WNBA general counsel Jamin Dershowitz considered severe disciplinary actions against the New York Liberty ranging from fining the team $1 million to taking away all of their draft picks, to terminating the franchise altogether.
The reason? They chartered flights, which was a violation of the WNBA’s collective bargaining agreement, according to an explosive report by Sports Illustrated’s Howard Megdal released on Tuesday.
The Liberty instead was levied a league-record $500K fine.
The WNBA has found itself in the throes of a philosophical revolution. Old-school owners aren’t willing to pour in the kind of money that would make the league a top-rate organization on the American sports scene. Meanwhile, new-school owners like Tsai — who bought the team with his wife in 2019 from James Dolan and moved them from the cramped Westchester County Center to Barclays Center — are ready to take professional women’s basketball to the next level.
“I think what charter flights represent in the world of sports is it gives you a little bit of validation,” Seattle Storm superstar Sue Bird said in February (h/t Megdal). “It’s saying that your league is so successful, it has the finances to charter flights, which is incredibly expensive. There are not many businesses that just charter flights left and right… So I think for a lot of us, it would just be an indicator of that. It’d be an indicator of financial success.”

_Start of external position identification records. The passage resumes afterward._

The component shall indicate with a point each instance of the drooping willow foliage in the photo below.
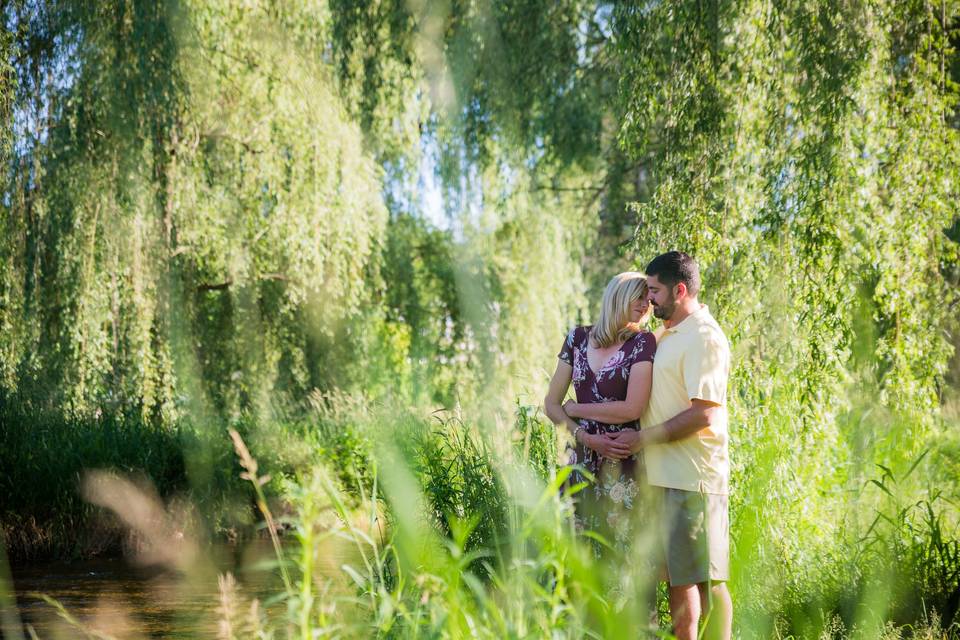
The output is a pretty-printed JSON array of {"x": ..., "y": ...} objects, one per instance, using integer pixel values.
[
  {"x": 191, "y": 212},
  {"x": 219, "y": 204},
  {"x": 806, "y": 154},
  {"x": 217, "y": 208}
]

Well before Joe Tsai called the WNBA on Sept. 13, 2021, claiming that he could get such methods of travel comped for three years, he chartered flights for each of the Liberty’s road games during the second half of the season after a travel issue in July.
Tsai’s offer of a three-year charter deal, however, was refuted by the WNBA, who reached out to amNewYork.

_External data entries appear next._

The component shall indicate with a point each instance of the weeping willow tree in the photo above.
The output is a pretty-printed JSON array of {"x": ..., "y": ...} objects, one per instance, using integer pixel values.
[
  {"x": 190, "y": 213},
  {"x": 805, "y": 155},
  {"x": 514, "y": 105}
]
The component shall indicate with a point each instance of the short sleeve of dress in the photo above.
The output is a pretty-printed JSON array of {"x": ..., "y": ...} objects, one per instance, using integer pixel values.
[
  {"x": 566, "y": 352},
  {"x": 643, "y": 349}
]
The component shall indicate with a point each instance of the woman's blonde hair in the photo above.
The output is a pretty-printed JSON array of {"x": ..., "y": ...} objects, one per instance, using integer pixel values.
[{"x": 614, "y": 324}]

“At no point was there a New York Liberty proposal for the WNBA Board of Governors to consider offering three-years-worth of charter flights for WNBA teams,” a spokesperson told us. “It was agreed that the Liberty would explore opportunities regarding charter flights and present it to the Board. To date, that has not happened.”
After word got out and the Liberty were suddenly facing league discipline, Tsai continued to champion for the cause.
“League says you can’t fly charter because different owners have different financial circumstances,” he tweeted on Oct. 1. “I’m working with Commissioner [Cathy] Englebert to find a charter sponsor. Conversations with airline CEOs going well. They get the idea of equity for women athletes.”
AmNewYork reached out to the Liberty, but the team declined to comment on the report.